Monday, July 27, 2009

Java Developers' Feelings about Java SE 7

The current Java.net poll question is "What is your view of the emerging JDK 7?" As of this blog post, the results are pretty mixed. Just over 40% of the 280 votes are for strongly positive replies of "major step forward" and "important features" while another 40% of respondents have chosen the strongly negative response "most significant problems are not addressed." The rest of the votes are mostly for the lukewarm response "typical JDK release."

In some respects, I am a little surprised that there isn't a higher percentage of dissatisfied respondents. With all of the angst expressed online regarding favorite features excluded from Java SE 7, I expected greater disappointment. It may be that some have resigned themselves to missing a favorite feature or two or it may be that many Java developers feel that the features still planned for Java SE 7 are compelling enough to warrant one of the two more strongly positive results.

The comments on this poll are particularly insightful. These comments seem to validate my own experience and feelings: improved modularity is something to be excited about in Java SE 7, but it would be nice to have a better date/time API and it would be really nice to have reified generics.

In general, I could have voted on a couple of the responses. Although I would have really liked to have seen some of the cut proposed features make it into Java SE 7, I am looking forward to better modularity, null safe operators, improved exception handling, and automatic resource management support. A JVM feature outside of the Java language that I look forward to is the improved support for dynamic languages.

6 comments:

Jeremy said...

I think that people who cared left.

I still like Java, I still code Java, but I am worry about its future. The people that are leading Java seems to be more concern about keeping it it plain and old rather than keeping up with the developers requirement and styles.

Sad, but I guess everything has its life.

Anyway, I still think that Java is a good bet on the server-side.

Yardena said...

Unfortunately there was no option in the poll for "both B and D". I can explain my "positive" ("B") vote on that poll, despite my uncertainty and even pessimism regarding the future of Java. Invokedynamic. Even the poll title says JDK7, not Java 7, and though the reason for that naming may have been political (JSR/spec trouble etc.), it also reflects the reality in a way. The focus now is more on the JVM platform, than on Java the language. Invokedynamic will help many other languages on top of JVM, including (surprisingly perhaps) Scala, which might use it for better structural types implementation.

Unknown said...

If reified generics is on the top of the list, that just shows how whiny and dramatic Java devs can be...

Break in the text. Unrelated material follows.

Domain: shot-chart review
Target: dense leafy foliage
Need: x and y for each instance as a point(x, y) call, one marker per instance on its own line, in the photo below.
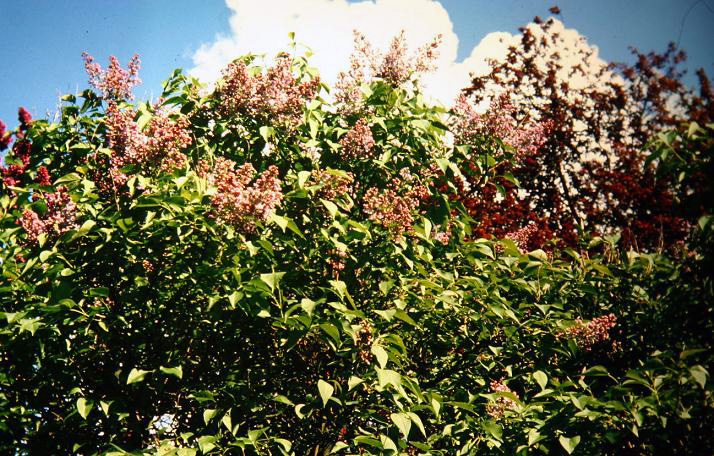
point(255, 270)
point(591, 174)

C# has generics with no type erasure, and I've still had better experience with Java generics on real-world projects due to a cleaner syntax and better handling of certain edge cases.

For example, on a recent project, I found there is no easy way to do this in C#:

for (Class classInstance : classArray) {
genericMethod(classInstance);
}

Java devs are just more skittish and pessimistic.

@DustinMarx said...

Yardena,

I believe there are probably many Java developers who would have liked to vote for more than one option as you suggested because JDK7 is certainly a mixed bag in many peoples' opinions. Thanks for leaving the comment.

@DustinMarx said...

Giovanni,

Thanks for the feedback. It is interesting to read your comparison of C# and Java generics implementations. I certainly prefer Java with generics over pre-Java 5 without generics, but I would still be very excited to have reified generics.

Dustin

@DustinMarx said...

Jeremy,

Thanks for taking the time to provide feedback. I also still like Java, still code in Java, and definitely feel Java is one of the strongest options out there for server-side implementation. There are a lot of things I'd like to see added to Java, but it already has many great features and I really like some of the possibilities on the JVM.